I now have a pretty intimate understanding of how the editor works. The 'Strikethrough' found in the editor can be used. I've updated this entry.

sap.


----------



## Thirsty Boy (20/1/09)

DrSmurto said:


> Lovely valley has a room full of 60L plastic fermenters....... so i guess we can strike them off the list...




You *really* don't like them do you


----------



## SpillsMostOfIt (20/1/09)

Thirsty Boy said:


> Even Lovely Valley... they do make beer after all, even if it is bad. Consider Buckley's.......



You've tried the Lovely Valley product and we both agreed that it might not have been beer (if memory serves).

Although it might feed the homebrewer caste war (and that is not my intent), if they make their product from extract only, perhaps they might not be considered a brewery as they are not actually brewing?

The same argument forced through a mincer addresses contract brewers and their clients, I think. AIB is a brewery, whereas the owners of the brand 'Lucky Beer' are not.


----------



## cleverpig (20/1/09)

Just added Three Troupers Brewery, near Beaufort website


----------



## drsmurto (20/1/09)

Thirsty Boy said:


> You *really* don't like them do you



Ah, no. They fit all the stereotypes of HB from our parents generation in the 70s and 80s when sugar was added to cans of goo and fermented hot.

Their stout tastes like vegemite mixed with water.....

All of their beers are fermented in the same room, lagers thru stouts. I'd bet the same yeast is used in all.

I have nothing against kit brewers, i was one, my mates still are.

But selling kit/extract beer? 

:icon_vomit:


----------



## Thirsty Boy (20/1/09)

Yeah... as Spills points out, I have tried their stuff. It was bad.
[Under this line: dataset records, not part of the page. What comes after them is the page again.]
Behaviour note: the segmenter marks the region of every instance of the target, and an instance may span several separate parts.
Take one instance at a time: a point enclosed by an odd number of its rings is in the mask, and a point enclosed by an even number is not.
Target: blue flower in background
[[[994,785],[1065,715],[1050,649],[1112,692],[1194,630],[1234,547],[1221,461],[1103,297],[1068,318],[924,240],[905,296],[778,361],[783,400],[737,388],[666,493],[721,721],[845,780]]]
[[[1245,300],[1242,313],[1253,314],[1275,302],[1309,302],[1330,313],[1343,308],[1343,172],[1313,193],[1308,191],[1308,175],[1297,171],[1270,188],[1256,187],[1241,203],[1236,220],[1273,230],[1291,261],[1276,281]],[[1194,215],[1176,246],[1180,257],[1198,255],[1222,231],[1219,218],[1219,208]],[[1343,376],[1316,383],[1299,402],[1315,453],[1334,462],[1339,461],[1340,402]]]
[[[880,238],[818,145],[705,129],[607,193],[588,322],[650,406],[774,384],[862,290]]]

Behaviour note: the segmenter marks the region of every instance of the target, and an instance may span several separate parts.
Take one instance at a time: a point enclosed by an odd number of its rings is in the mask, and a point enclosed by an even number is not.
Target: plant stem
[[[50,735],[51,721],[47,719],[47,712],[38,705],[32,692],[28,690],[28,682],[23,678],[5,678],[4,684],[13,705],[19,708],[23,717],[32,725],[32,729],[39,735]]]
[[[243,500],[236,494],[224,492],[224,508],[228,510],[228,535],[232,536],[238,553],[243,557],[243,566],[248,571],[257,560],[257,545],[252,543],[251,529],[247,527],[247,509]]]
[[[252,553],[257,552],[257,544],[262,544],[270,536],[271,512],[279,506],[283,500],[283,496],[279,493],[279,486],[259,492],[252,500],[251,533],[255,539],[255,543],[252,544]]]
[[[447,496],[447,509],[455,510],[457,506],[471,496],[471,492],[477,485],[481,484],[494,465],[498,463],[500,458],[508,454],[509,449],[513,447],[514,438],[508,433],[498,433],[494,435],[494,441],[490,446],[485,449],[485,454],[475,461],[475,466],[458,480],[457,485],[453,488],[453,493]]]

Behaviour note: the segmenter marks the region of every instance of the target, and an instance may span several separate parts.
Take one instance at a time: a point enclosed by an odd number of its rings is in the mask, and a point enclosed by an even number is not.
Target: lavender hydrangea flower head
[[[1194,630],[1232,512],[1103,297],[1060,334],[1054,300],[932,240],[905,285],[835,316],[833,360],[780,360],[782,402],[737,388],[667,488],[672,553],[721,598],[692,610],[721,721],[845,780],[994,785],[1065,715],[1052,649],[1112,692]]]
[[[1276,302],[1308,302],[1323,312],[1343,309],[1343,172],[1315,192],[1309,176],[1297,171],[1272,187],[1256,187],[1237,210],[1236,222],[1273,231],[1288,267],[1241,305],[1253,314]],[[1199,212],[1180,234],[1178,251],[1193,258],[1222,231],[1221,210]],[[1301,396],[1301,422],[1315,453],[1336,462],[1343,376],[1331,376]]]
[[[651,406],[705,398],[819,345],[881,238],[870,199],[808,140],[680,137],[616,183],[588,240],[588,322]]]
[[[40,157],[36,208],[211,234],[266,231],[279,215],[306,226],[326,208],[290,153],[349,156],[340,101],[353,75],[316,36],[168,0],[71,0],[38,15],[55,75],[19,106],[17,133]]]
Counter intuitively I actually think that their business _should_ be an encouragement to homebrewers everywhere. 

Think about it - taking out the hard parts of getting a liscence etc - you can start a brewery with nothing but a shed, a pile of 60L fermentors and some extract.

Now I know that the lovely valley people are a poor example... but imagine that tomorrow they sold up and an AHB member who knows about temperature control and yeast and what makes beer taste good, bought the place. Without changing a whole lot infrastructure wise... there are brewers on this site who could be pushing out pretty decent kits and bits brews in a couple of weeks.

Give em a year to organise a Happy Goblin style AG set-up for only a few thousand bucks (if their own rig couldn't cut it) and its some AG brews and the ability to make partials on a large scale...

So for me, its not about the kits/extract/AG - Lovely Valley could be perfectly good, they just aren't.


----------



## beerbrewer76543 (5/7/10)

Hey all,

Could a few people please update the list of micro breweries to make it current?

Thirstyboy updated the WA section on my behalf (damn internet browser wouldn't let me do it), cheers for that Thirsty! :beer: 

I know I will be using the list in a couple of months as I have a weekend booked in Melbourne for the rugby and another in Mt Tambourine in QLD for the mototrials national champs

Cheers all :beer:


----------



## Lord Raja Goomba I (5/7/10)

Please do, because my gut instinct is that the quantity and quality of microbreweries is Brisbane is almost nothing. Thank goodness the brewhouse reopened, because the last few years have seen almost all microbreweries closed and replace by yuppie tapas bars, gaming arcades and generally poor, generic mainstream pubs.

Don't know if the regatta still do any onsite brewing - I can't see anything on their site that indicates they do.

And of course, add Ross' new establishment. I'm going to figure out how to get down there to become a barfly and then get home without driving.


----------



## /// (5/7/10)

Just from a quick view

* Akuna - sure they only do Ginger beer on contract now
* Braidwood - should have gone ages ago
* Barhnam brewery - closed yonks ago
* Fish Rock - not sure if still trading
* Hopping Mad - gone years ago
* Northern Rivers - closed about 2 years ago
* Steel River - sure they have stopped trading???
* Bintara - the kit is for sale, so say must be on contract if at all?
* Regatta Qld - did not this go ages ago?
* Eagle Heights - Sure gonskies
* Grumpy's - anyone ... anyone??

Scotty


----------



## himzol (5/7/10)

/// said:


> Just from a quick view
> 
> * Akuna - sure they only do Ginger beer on contract now
> * Braidwood - should have gone ages ago
> ...



Grumpy's is still trading, recently won an award for one of their Pizzas. Still makes some very good brews as well (damn I like that Black Betty). 
not affiliated, just the closest watering hole to where I live (with decent beer)

H.


----------